Dify AI Agent Tutorial: Tool Integration & ESA Search Configuration in Practice

Introduction

AI Agents are one of the hottest AI application forms today—they can autonomously invoke tools, search the web, and analyze data, truly letting AI handle complex tasks on your behalf. However, many people still find the Agent-building process confusing. This article walks through the entire zero-code process of building an AI Agent on the Dify platform, from Agent creation and tool configuration to ESA search optimization and hands-on debugging, helping you get started quickly while avoiding common pitfalls.

Core Differences Between Agents and Chat Assistants

In Dify, the entry point for creating an Agent is similar to a chat assistant—you create a new blank application, select the "Agent" type, and enter an interface nearly identical to the chat assistant: prompts on the left, conversation testing on the right.
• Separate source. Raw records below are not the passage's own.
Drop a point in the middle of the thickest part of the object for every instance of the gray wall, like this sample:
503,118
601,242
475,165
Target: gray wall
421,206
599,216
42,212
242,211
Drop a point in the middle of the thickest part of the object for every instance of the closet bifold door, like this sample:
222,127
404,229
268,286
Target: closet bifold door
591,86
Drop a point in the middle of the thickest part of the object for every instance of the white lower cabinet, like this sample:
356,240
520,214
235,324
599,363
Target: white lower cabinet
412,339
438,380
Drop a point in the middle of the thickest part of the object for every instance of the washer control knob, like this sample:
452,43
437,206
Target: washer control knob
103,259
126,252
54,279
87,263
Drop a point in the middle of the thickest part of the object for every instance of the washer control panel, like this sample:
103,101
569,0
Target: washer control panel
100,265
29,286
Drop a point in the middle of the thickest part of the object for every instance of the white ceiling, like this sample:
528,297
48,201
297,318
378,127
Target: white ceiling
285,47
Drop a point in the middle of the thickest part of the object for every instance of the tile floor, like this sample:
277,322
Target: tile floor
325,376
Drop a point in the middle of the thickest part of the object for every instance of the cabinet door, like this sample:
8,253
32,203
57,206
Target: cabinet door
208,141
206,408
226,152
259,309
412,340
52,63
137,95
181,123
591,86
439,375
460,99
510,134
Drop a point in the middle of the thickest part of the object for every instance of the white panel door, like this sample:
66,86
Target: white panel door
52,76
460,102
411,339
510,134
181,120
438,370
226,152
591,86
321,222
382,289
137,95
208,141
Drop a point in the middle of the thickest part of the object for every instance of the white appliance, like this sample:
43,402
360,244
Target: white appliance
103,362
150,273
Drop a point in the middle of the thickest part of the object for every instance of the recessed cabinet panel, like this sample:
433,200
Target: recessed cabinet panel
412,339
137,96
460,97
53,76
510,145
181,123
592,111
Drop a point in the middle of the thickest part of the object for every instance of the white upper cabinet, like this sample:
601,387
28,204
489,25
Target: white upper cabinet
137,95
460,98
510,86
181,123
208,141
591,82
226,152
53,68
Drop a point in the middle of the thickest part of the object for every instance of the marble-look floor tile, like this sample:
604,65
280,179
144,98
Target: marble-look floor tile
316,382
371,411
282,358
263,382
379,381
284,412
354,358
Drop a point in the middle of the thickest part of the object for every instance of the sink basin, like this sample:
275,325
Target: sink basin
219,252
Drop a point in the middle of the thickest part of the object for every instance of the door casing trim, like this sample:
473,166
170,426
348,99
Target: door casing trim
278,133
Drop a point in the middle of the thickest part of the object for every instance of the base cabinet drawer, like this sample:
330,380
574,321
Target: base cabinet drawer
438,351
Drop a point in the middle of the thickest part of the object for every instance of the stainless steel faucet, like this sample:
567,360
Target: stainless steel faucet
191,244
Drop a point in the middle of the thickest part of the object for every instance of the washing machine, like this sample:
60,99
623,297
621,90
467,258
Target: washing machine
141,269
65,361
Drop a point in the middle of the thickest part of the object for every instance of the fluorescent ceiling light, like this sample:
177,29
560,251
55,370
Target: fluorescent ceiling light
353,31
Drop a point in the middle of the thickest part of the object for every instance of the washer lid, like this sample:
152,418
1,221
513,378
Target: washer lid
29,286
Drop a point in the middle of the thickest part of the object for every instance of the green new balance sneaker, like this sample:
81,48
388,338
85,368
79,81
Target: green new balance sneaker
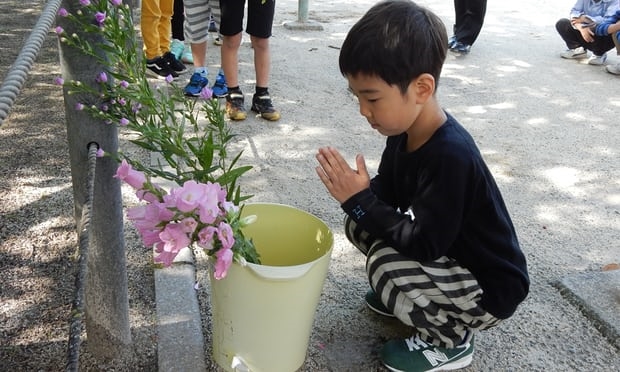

So what makes an Agent special? The key differences come down to two points:

First, Agents have independent strategy settings. The default mode is Function Call, which is OpenAI's tool-calling API standard that most models supporting tool invocation are now compatible with. Function Call was introduced by OpenAI in June 2023 alongside the GPT-3.5/GPT-4 API update as a critical capability. It allows developers to define a set of function (tool) descriptions as JSON Schema in API requests, and the model autonomously determines whether to call a function based on user input, outputting the function name and parameters in structured JSON format. The core advantage of this mechanism is that the model's tool-calling decisions are made at the inference level, rather than relying on the "soft guidance" of prompt engineering. However, note that Agents in Dify can invoke tools a maximum of 5 times—this is a hard limit.

Second, Agents can mount external tools. This is a capability that chat assistants don't have, and it's what makes Agents truly powerful—they can autonomously determine when to call which tool and pass in appropriate parameters.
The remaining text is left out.